Software development is in somewhat better shape — not because displacement is slow, but because adaptation is fast. AI-assisted coding went from skepticism to standard tooling in two years. The “cut juniors, hire AI engineers” pattern from the opening paragraph? That’s the reinstatement effect kicking in. There will be pain, but the cycle might be 3 to 5 years.

What Can You Do About It

Macro trends aren’t yours to change. But compensation mechanisms are real — they just lag. People who survive the lag benefit from the technology. People who don’t become statistics.

Querying ChatGPT for information is “using AI.” Wiring Agents into your workflow to automate end-to-end tasks is “collaborating with AI.” Very different scarcity profiles. The second one won’t be commoditized for at least five years.

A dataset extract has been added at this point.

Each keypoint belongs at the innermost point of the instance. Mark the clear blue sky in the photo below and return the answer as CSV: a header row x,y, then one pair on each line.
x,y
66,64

Where does AI’s displacement curve arrive slowest? Complex interpersonal dynamics. Cross-domain judgment calls. Decisions where someone has to be accountable. Anything requiring hands in the physical world. Move in those directions.

A decade ago, “knowing SEO” was a career. Five years ago, “knowing data analysis” was a career. AI does both passably now. The iron rice bowl as a concept is disappearing. The most durable skill is the ability to pick up new ones fast.

Keynes said humanity will be fine in the long run. He also said something more honest elsewhere: in the long run, we are all dead.